# Bragging



## swbuckmaster (Sep 14, 2007)

Pretty happy with my both my kids shooting this year however my oldest has really stepped up her game. Last night she shot her personal best 299 20x on a Vegas face at 20 yards in our datus's kids league.


----------



## swbuckmaster (Sep 14, 2007)

If any of you guys have kids that shoot a compound bow and want them to actually hit anything this fall nows the time to get them ready. Bring them down to Datus Friday nights at 7:00.


----------



## archerben (Sep 14, 2007)

That is some impressive shooting.


----------



## Critter (Mar 20, 2010)

When you are stating fact it isn't bragging. :first:

We need a archery smiley.


----------



## Old Fudd (Nov 24, 2007)

If U Got It Flaunt It . That Gal Can SHOOT!!!


----------



## longbow (Mar 31, 2009)

I've said it before and I'll say it again....Good Dad swbuckmaster.


----------



## colorcountrygunner (Oct 6, 2009)

I'm 30 and I'm trying to learn to shoot like that. Hopefully by August...


----------



## archerben (Sep 14, 2007)

colorcountrygunner said:


> I'm 30 and I'm trying to learn to shoot like that. Hopefully by August...

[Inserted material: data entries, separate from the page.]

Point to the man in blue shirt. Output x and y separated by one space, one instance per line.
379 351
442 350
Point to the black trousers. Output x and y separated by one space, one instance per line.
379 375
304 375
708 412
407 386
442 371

Join an indoor target league (preferably shooting the Vegas 3 spot face). There are many just starting. That is the absolute best 1st step to learning precision archery skills.


----------



## swbuckmaster (Sep 14, 2007)

colorcountrygunner said:


> I'm 30 and I'm trying to learn to shoot like that. Hopefully by August...


Jakes archery just started a league and there is plenty of room for another shooter. Thursday at 7:00 archerben, myself and my daughters also shoot that night.


----------